The boy slumped onto his stool, miserable and resentful. His father would not have dared hit him had his mother been here. And as for Harthacnut, what, that twisted shrimp? Swegen could eat him for break-fast. Or at least Harold could.

“I’d do a better job than Harthacnut,” Swegen grumbled, scowling up at his father. “He is nothing more than a milksop babe.”

“He will grow.”

“As will I!”

Cnut was impressed at that, that the lad was more proficient at shouting back than he had realised.

36

September 1029—Bosham

Cnut poked his head round the storeroom door, his eyes adjusting from the bright sunlight into the dimness. “They said I’d find you here,” he announced as, ducking, he walked through and down the three steps, reaching out to take one of the apples off the table.

Emma smacked his hand. “If we ate them all, there would be nothing to store!”

“One will not go amiss, surely?”

On every shelf, bench, ledge were rows of crocks and jars. On the floor, larger pots, their openings covered with greased parchment, the string ties sealed airtight with a mixture of clarified butter and oil. Barrels, wooden chests, small boxes, all of them, every one, crammed with the year’s harvest. Boiled, honeyed, or dried fruit; rose-hip preserve. From the roof beams hung bunches of drying herbs. Nuts, berries, root vegetables.

“Not that one,” Emma said sharply to one of the servants, pointing at the apple in the girl’s hand. “It is mouldy; put it with the others for the pigs.”

She turned back to Cnut. “What is it you want? You can see I am busy. With Gytha about her woman’s work, I have the two households to oversee, my own and hers.”

“Having had a daughter last time, Godwine is hoping for another boy,” Cnut offered as conversation.

“Godwine will get what the good Lord and Gytha together give him.” Again she attempted to shoo Cnut out; there were all these apples to store in the bran barrels, then the last of the plums to cover in honey and seal in jars. The fruit had ripened well this year, the crop offering a good yield. Everything that was not to be eaten immediately was to be stored in sealed containers, for rats and mice could make short work of a storeroom, despite the employ of cats, ferrets, and weasels.

“I need to talk,” Cnut admitted as he finished the apple.

“What, now?”

“It is a fine, clear day. Will you walk with me?”

“What is it you need to talk about?”

Cnut nearly answered with snapped impatience, “Just stop what you are doing and listen,” the words hastily bitten before they left his mouth. “Anything and everything, Emma,” he said, “but mostly my sons.”

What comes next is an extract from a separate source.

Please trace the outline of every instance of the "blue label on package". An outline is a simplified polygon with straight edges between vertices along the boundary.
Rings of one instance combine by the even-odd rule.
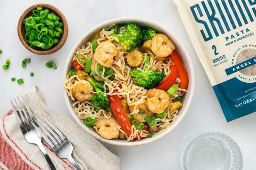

Emma passed another handful of apples across to be packed in the bran. There was maybe a further half an hour’s work to be done here, but these girls were sensible, they knew what to do, and aside, this was only a favour she was offering Gytha. Once the babe was born, and she was on her feet again…“Finish here,” she ordered, “and see you tidy everything away. I shall be checking.” She unfastened the sacking apron from her waist, presented herself to her husband. “To where do we walk?”